2009(平成21)年に始まったアートと映像のフェスティバルとなる同祭。「映像とは何か」を考えるため毎年異なる総合テーマを掲げ展開する中、12回目を迎える今年は「時間とは何か」に迫る。今年は東京オリンピック・パラリンピックを盛り上げる文化の祭典「Tokyo Tokyo FESTIVAL」の一つとして開催する。
今回は17の国と地域から78組のアーティスト・ゲストが参加(作品数は73点)。メディア・プロダクツ・ユニット「minim++(ミニムプラプラ)」は、机の上に置いた虫眼鏡や皿、はさみなどを触れると陰が動き出すインタラクティブ・アート「Tools’ Life~道具の隠れた正体」を展示。ベルリン在住のユニット「ニナ・フィッシャー&マロアン・エル・ザニ」の「移動の自由」は、ローマ・オリンピックでサハラ以南のアフリカ人として初めて金メダルを獲得したマラソンのアベベ・ビキラの軌跡を追うビデオインスタレーションとなる。岩井俊雄さんの「マシュマロスコープ」はオブジェ内に内蔵されたカメラで捉えた映像が一定時間遅れてモニターに現れる作品。
イギリスの実験映像作家ベン・リヴァースさんは、16ミリフィルムで撮影した40分間のナマケモノの映像「いま、ついい!」を出品。東日本大震災を機に東北を拠点に活動する「小森はるか+瀬尾夏美」は、2031年の岩手・陸前高田市を舞台に瀬尾さんが描いた物語を起点とするインスタレーションなどを展示する。
館内のホールでは、オリンピック・パラリンピックを控えた東京で何者かからテレパシーを受け立った少女を主人公に描く映像作家・遠藤麻衣子さんの「TOKYO TELEPATH 2020」、アイリー・ナッシュ(ニューヨーク映画祭)・セレクション、短編映画の映画祭「21st DigiCon6 ASIA」の特別プログラムでアニメーション10作品などを上映。音楽家・渡邊琢磨さんが初監督・脚本・編集・音楽を担当する「ECTO」は弦楽生演奏付きで上映する。
ザ・ガーデンルームではメディアアートのフェスティバル「デジタル・ショック」との共催企画として日仏両国のアーティストによるAI(人工知能)を用いたライブパフォーマンスとトークセッションを行う。

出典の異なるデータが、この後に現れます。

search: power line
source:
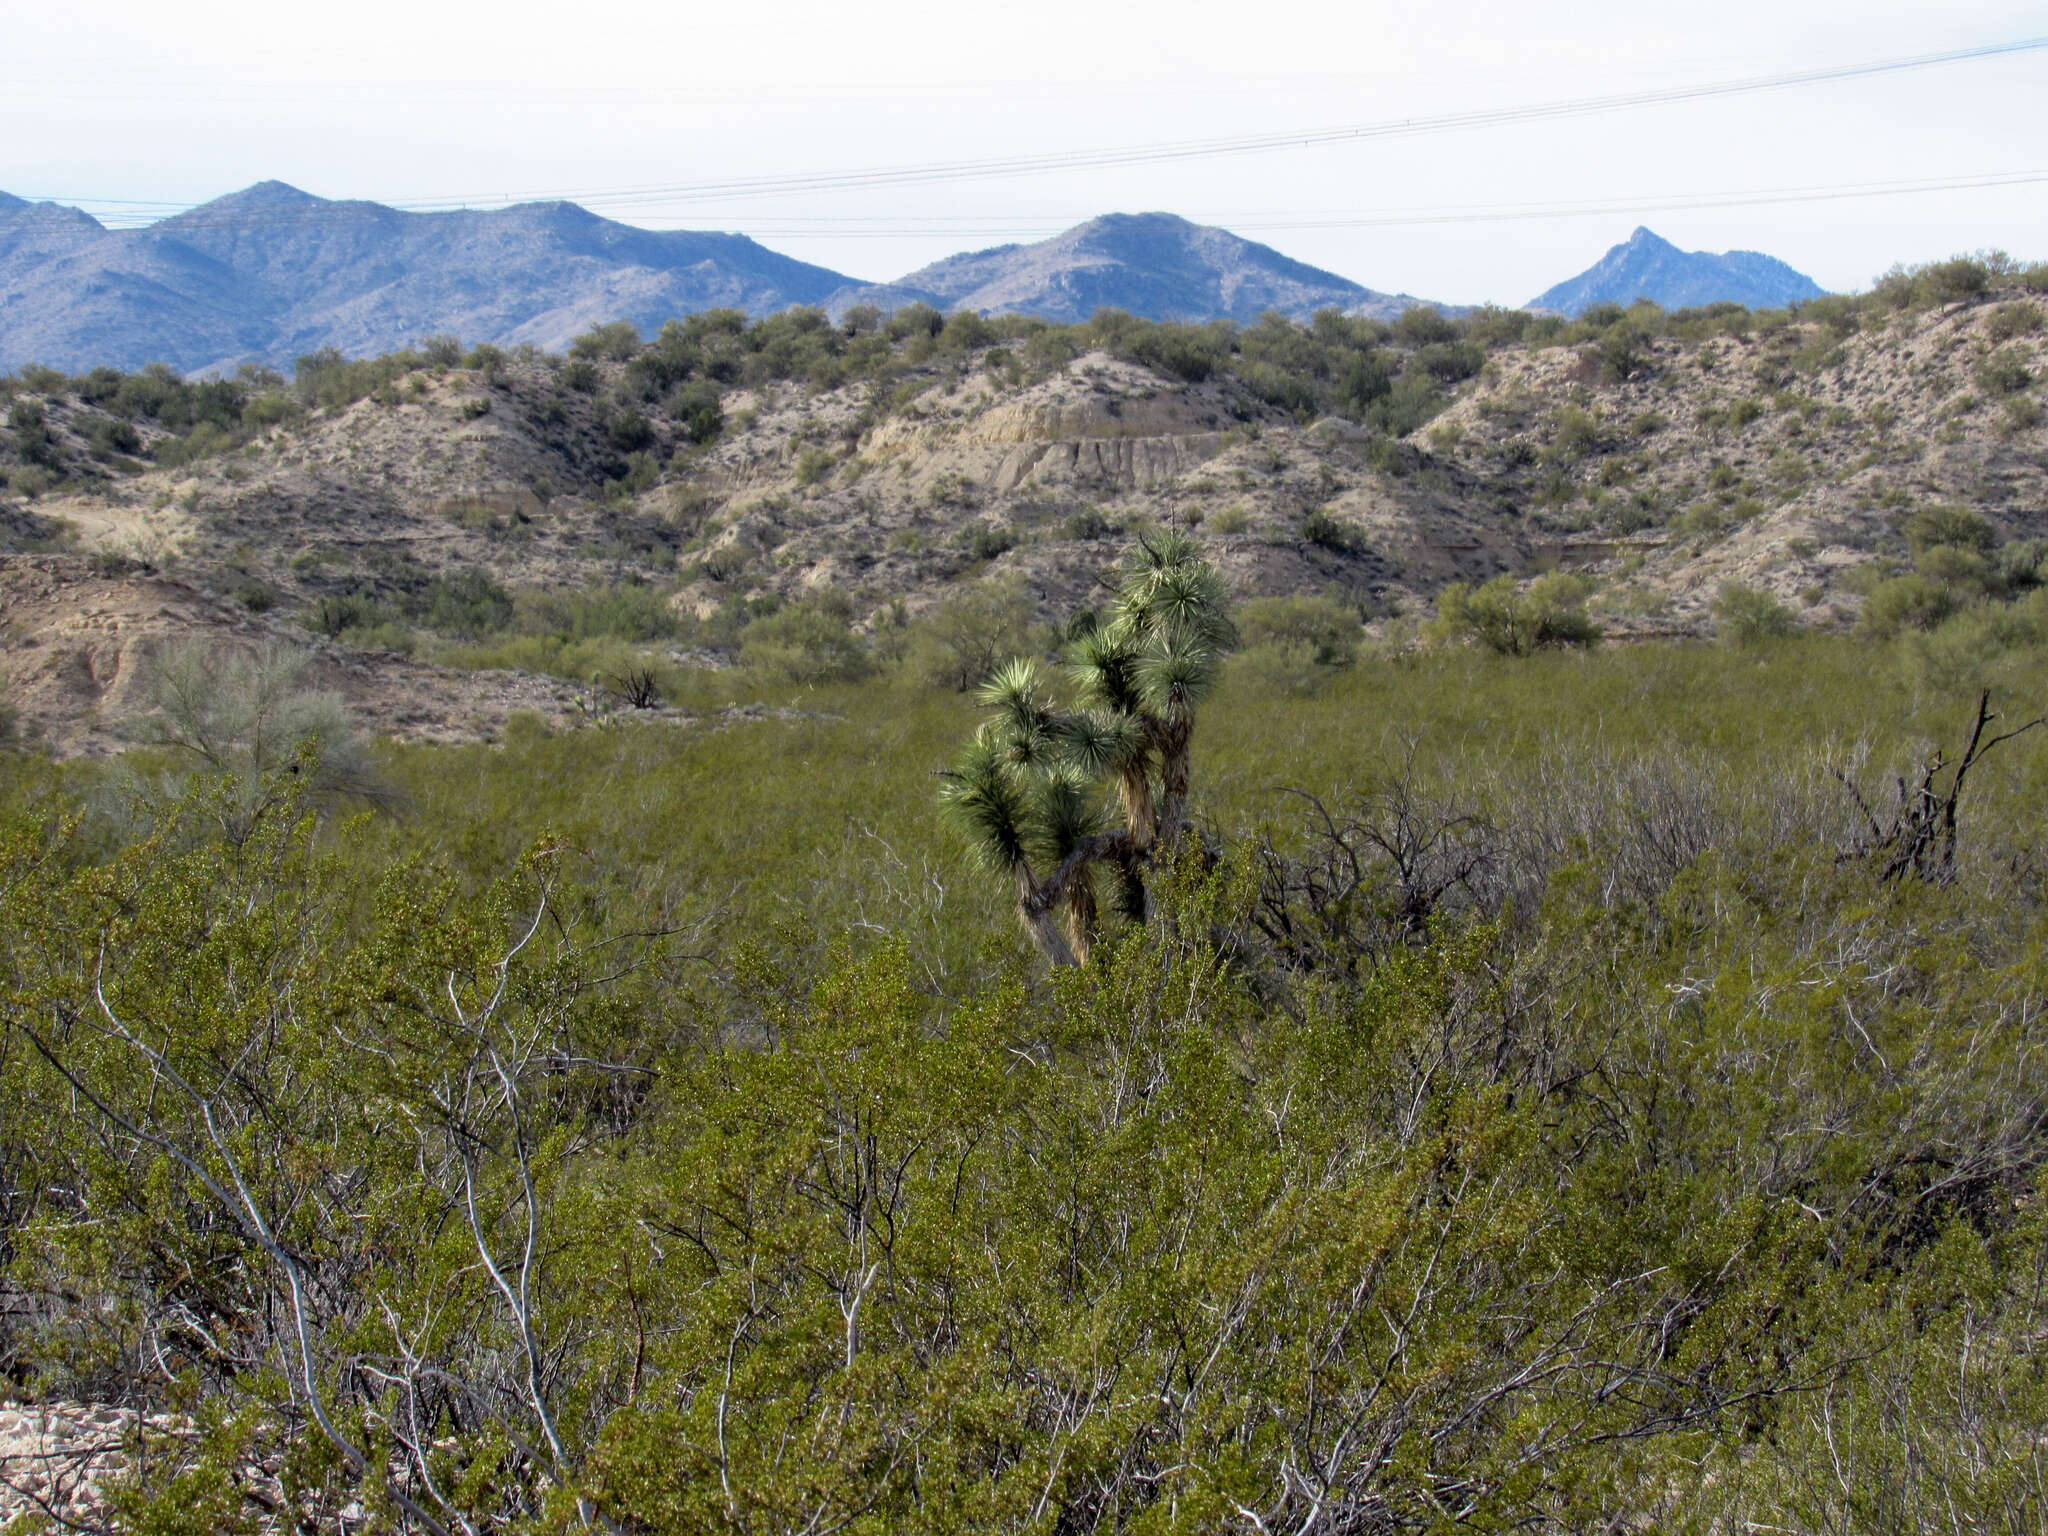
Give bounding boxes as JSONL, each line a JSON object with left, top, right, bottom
{"left": 22, "top": 32, "right": 2048, "bottom": 225}
{"left": 430, "top": 34, "right": 2048, "bottom": 208}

オフサイト展示として恵比寿ガーデンプレイス・センター広場には、プラネタリウム用に制作された教育映像作品「ハナビリウム」を上映するドームが登場。400年以上続く花火の歴史や技術を実写映像とCGアニメーションで紹介。花火師以外は入ることができない花火の真下から撮った5000発の花火は360度全方位で上映する。
近隣の日仏会館では、アーティストグループ「ダムタイプ」のメンバーでもある高谷史郎さが、東京都写真美術館収蔵の映像作品の東京版を委嘱作品として制作した「Toposcan/Tokyo」を、連結した8台のモニターで上映する。日仏会館では1964(昭和39)年の東京パラリンピックの記録映像上映と講演も行う。
開催時間は10時~20時(最終日は18時まで)。入場無料(上映など一部プログラムは有料)。月曜休館。今月23日まで。